How Do I Become an Elementary Music Teacher? - Video
Are you interested in teaching music to children? Elementary music teachers enjoy rewarding careers. These educators have the opportunity to build music skills in students while playing an important role in their healthy social and emotional development. Learn more about education programs that can prepare you to become an elementary music teacher.
Elementary school music teachers, like most educators, must be licensed by the state in which they plan to teach. Most prospective elementary educators interested in teaching music earn a bachelor's degree toward becoming licensed.
Earning a Degree
Degree programs for students who wish to teach music at the elementary level incorporate intensive coursework in both music and effective instruction methods. The objective of these programs is to provide future teachers with comprehensive knowledge of music allowing them to build skills in children.
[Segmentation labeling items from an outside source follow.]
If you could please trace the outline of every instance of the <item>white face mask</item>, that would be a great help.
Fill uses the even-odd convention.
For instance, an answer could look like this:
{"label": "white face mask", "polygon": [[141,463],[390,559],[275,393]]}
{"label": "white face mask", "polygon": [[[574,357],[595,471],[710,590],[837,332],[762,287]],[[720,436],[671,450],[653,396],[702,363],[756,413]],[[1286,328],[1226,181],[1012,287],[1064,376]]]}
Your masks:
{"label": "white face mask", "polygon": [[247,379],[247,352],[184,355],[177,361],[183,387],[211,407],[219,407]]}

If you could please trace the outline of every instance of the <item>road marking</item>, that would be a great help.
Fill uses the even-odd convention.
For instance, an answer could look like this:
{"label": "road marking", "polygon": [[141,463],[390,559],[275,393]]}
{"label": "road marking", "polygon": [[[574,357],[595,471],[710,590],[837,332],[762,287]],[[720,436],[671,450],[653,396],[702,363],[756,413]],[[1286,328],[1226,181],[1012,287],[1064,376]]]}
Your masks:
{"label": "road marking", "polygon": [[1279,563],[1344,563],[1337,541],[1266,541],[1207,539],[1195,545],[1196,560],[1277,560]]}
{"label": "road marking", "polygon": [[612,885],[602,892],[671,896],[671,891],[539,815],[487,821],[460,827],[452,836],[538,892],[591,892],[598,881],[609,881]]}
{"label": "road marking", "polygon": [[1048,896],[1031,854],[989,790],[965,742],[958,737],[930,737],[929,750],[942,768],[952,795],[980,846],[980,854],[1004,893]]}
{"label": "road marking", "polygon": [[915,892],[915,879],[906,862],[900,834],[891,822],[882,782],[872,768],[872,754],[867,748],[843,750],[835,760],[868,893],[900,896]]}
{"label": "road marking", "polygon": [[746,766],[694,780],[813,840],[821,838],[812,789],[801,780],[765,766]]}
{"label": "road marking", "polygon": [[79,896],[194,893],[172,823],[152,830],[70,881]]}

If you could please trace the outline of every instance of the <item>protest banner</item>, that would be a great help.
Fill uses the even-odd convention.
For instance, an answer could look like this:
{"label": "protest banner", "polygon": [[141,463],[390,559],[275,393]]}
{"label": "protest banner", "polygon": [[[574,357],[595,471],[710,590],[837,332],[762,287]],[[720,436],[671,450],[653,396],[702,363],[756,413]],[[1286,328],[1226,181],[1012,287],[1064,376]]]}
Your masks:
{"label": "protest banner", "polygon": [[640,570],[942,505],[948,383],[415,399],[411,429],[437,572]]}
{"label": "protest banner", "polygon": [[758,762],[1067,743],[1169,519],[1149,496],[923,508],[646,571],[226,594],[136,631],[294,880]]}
Class offerings within the music portion of these programs may include courses such as music theory, dictation, singing, and conducting techniques. In addition to core music requirements, students usually also have access to a variety of elective courses they can take to round out their studies in the discipline. Instruction will generally be offered, for example, in playing the guitar, piano and other instruments in all variety of styles--from jazz or rock formats to orchestral arrangements.
A second aspect of earning a teaching degree in music focuses on the art of instructing students. Teaching programs at four-year colleges and universities can prepare you for the classroom through intensive courses about how children learn and best practices for effectively reaching students with instruction. You'll learn how to foster students' healthy development while building their creativity, problem-solving abilities and an appreciation for music. These classes in education philosophy and developmental psychology are supplemented with those in pedagogical methods, curriculum implementation and other practical areas of classroom guidance. The objective of these programs is to provide you with skills that will set you up for success with learners in the classroom.
Practicum, or student teaching, is generally required before you graduate from elementary music education programs. This period of student teaching allows you to demonstrate what you've learned by teaching music to students in real classrooms. It's after completing this practicum that most graduates go through the licensure process, which is most often a series of tests determining classroom readiness.